The thing is, he's right. The Internet has created very few stars, but isn't that the whole point? It has opened up the field of mass communication to everyone. It's not just restricted to the Peter Prestons of this world. Of course some bloggers are better known than others, but as Peter Wilby said in the New Statesman last week, that may be more down to marketing skills and self publicity than great writing ability. But most bloggers make no pretence of having great writing ability - me included. I've always been far happier talking than writing. But at least Peter Preston doesn't fall into the trap Janet Street-Porter has tripped into today teeth first.
She devotes her column in the Independent on Sunday to sneering down her ample nose at the whole concept of blogging. She reckons "blogs are for anoraks who couldn't get published any other way." She desribes the blogosphere as "the verbal diarrhoea of the under-educated and the banal." Hmmm. Well I suppose I must plead guilty to having had a comprehensive school education and got a 2-1 degree from the University of
What is it with the Street-Porters of this world that they feel they are so intellectually superior to the rest of the population? In twenty years I have never heard her express a view whcih has changed my mind on anything. In fact I can't recall ever reading anything she's written which has stimulated me to think further on the subject or find out more. But I can think of several blogs which have done that.
The only think Street-Porter has achieved by her attack on blogs and new media in general is to ingratiate herself with her editor Simon Kelner, who is also doubtful about the relevance of the internet to the future of newspapers.

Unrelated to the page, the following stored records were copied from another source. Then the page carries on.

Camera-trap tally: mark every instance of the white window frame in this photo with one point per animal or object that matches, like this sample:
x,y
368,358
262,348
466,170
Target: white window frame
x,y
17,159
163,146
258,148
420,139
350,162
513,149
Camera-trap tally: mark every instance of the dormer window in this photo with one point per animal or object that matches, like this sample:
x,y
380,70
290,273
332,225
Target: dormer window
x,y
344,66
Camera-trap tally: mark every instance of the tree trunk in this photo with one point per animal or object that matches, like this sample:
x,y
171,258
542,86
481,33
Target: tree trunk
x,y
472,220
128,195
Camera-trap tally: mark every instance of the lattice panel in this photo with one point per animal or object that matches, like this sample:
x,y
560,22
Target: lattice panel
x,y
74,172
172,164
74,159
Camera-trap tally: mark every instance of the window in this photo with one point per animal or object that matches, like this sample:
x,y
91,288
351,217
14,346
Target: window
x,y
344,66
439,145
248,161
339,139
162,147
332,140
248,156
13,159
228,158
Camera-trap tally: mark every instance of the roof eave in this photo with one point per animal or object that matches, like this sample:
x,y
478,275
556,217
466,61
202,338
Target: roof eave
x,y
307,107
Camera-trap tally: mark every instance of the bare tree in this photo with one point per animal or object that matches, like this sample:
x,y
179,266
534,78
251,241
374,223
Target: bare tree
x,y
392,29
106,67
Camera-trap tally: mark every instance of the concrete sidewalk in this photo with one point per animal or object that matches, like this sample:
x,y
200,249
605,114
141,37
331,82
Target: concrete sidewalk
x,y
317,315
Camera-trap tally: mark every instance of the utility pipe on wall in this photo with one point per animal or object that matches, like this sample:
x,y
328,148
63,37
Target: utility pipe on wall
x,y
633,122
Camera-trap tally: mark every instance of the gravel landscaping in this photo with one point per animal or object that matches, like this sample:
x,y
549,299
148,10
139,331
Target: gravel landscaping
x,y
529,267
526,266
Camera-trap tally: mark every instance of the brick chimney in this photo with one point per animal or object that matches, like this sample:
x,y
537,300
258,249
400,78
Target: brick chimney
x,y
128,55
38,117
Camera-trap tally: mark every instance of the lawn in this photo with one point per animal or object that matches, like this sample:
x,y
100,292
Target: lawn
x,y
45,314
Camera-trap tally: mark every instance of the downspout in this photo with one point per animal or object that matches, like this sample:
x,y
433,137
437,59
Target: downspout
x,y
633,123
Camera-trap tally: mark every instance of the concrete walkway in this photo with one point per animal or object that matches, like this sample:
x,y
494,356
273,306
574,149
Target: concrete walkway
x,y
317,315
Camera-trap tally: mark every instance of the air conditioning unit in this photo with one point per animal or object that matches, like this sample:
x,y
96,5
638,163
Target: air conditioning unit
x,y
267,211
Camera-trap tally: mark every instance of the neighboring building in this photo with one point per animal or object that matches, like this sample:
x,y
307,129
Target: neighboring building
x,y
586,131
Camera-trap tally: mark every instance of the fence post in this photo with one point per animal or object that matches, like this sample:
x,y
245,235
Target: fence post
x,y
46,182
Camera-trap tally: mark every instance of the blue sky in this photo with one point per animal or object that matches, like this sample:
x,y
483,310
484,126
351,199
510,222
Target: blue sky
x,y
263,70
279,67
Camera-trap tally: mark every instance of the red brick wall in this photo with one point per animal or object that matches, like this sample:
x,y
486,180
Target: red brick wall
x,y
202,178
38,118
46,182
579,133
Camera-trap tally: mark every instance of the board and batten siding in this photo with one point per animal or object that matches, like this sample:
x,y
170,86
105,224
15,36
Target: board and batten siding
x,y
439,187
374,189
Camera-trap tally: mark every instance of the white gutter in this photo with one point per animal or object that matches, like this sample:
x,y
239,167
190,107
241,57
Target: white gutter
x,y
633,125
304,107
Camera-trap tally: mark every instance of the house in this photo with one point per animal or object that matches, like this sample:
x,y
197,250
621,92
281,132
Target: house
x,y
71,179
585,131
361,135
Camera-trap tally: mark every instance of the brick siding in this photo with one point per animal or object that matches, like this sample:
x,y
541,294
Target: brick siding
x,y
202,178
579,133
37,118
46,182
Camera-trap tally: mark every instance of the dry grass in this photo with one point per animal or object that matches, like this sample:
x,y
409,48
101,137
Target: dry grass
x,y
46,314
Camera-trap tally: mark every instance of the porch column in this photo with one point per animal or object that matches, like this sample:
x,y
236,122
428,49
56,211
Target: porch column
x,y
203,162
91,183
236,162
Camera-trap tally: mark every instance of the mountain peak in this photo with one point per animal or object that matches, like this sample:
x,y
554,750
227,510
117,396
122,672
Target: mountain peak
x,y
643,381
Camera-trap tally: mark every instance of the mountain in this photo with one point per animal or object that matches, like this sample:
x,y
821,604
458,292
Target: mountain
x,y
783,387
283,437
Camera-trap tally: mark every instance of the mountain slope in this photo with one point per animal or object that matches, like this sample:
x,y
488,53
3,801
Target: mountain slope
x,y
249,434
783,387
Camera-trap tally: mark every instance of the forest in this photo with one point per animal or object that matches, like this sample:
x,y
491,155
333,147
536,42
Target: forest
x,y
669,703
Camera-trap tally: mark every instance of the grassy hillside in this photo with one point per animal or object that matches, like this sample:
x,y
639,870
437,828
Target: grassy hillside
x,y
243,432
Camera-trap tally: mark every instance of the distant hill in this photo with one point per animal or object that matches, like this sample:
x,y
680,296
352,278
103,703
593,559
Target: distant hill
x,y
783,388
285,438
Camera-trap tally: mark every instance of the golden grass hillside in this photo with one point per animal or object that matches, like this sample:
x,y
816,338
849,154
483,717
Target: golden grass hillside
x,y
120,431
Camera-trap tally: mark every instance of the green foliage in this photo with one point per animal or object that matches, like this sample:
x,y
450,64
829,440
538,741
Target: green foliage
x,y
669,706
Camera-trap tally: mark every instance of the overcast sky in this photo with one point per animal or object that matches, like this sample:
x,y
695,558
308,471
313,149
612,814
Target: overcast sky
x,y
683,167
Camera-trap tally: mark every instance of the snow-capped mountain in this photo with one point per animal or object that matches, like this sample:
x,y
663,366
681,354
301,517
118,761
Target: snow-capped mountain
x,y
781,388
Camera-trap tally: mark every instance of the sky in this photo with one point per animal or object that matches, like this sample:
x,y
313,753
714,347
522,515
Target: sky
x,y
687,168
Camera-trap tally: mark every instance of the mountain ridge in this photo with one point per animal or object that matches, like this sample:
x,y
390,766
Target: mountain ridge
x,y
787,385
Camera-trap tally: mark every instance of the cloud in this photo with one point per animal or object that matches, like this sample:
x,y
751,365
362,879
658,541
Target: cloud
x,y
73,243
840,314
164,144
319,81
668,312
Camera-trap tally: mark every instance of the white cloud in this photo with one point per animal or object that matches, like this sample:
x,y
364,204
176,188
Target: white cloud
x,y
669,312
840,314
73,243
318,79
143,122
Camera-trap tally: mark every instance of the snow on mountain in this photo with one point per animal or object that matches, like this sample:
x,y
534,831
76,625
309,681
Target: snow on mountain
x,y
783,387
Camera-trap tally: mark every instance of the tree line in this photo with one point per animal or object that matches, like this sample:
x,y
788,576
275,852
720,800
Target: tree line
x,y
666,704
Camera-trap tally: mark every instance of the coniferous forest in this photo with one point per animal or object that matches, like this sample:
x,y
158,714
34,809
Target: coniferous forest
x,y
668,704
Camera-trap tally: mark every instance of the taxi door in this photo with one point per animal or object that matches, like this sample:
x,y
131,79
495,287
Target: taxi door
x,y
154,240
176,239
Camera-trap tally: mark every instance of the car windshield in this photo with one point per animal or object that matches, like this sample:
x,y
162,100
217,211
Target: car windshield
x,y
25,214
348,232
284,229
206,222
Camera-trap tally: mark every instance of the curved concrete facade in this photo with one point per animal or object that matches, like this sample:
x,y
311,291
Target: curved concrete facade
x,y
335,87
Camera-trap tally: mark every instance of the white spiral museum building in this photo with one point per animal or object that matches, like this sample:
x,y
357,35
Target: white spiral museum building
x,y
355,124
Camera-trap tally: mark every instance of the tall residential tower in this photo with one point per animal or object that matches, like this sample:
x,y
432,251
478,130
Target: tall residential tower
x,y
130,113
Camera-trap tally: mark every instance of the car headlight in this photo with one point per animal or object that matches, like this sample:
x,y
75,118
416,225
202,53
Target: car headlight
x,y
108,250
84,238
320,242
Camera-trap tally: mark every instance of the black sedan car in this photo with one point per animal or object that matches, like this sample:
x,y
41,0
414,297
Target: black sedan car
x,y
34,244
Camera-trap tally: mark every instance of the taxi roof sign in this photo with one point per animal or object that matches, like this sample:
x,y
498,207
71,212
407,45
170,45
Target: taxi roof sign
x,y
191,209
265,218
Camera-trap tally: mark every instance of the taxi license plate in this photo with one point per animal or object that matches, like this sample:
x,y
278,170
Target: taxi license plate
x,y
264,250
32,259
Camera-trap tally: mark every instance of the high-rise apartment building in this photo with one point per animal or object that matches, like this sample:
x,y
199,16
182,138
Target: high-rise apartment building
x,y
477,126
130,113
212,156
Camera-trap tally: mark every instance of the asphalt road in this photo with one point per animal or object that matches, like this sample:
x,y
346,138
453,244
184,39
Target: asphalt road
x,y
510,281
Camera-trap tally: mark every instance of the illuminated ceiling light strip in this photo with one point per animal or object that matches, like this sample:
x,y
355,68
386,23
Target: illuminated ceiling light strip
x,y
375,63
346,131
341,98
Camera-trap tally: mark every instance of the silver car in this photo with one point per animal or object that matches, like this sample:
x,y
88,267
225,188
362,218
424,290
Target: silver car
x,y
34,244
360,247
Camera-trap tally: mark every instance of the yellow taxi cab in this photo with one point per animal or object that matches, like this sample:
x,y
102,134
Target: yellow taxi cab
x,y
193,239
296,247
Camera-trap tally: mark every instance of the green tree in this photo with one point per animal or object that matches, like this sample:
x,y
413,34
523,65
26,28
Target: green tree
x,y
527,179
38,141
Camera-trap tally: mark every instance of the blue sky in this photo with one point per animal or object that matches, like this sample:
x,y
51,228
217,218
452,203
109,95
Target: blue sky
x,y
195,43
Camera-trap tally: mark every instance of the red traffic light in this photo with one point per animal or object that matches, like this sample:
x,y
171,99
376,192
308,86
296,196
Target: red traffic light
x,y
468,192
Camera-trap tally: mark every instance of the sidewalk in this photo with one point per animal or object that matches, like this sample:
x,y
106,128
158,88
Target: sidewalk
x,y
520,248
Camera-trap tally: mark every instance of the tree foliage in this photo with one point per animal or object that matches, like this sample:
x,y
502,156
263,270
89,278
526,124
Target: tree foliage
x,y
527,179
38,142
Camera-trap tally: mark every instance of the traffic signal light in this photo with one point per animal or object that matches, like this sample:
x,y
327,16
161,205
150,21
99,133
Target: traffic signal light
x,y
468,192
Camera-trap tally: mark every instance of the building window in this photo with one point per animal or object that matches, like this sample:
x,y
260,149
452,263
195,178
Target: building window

He made a SPEECH this week to a Press Gazette dinner in which he criticised the Guardian for putting stories on its website first, rather than in the printed newspaper. Kelner admits that he may be viewed as a Luddite, but he reckons it would be madness for the Independent to go down that road. He may be right, but his rivals on The Times and Telegraph are pouring money into their online operations in a belated attempt to vcatch up with The Guardian. From what I have seen so far, not a lot has changed.
Returning to Peter Preston's original point, The Guardian has created a whole series of online niches for itself, which may be copied by its rivals, but I suspect they will never be emulated. The Guardian's online presence is now a key part of its marketability and appeal to advertisers. It doesn't need to create stars, it spotted a gap in the market and has filled it. Stars are so twentieth century. We're in the century of the niche.
UPDATE: Andrew Kennedy emails me with this delightful take about Janet Stree Paw er. A few hours ago I stumbled across yet another reality TV show. It was 3 "celebrities" learning to drive a London Black Cab. One of which was our friend Janet S-P.At one point, J S-P turned to the host and said,"Ere - I ope me Cab don't ave one of them Sat Nav devices in it - the voice on them fings really gets on me tits."
A charming vision, I'm sure you'll agree.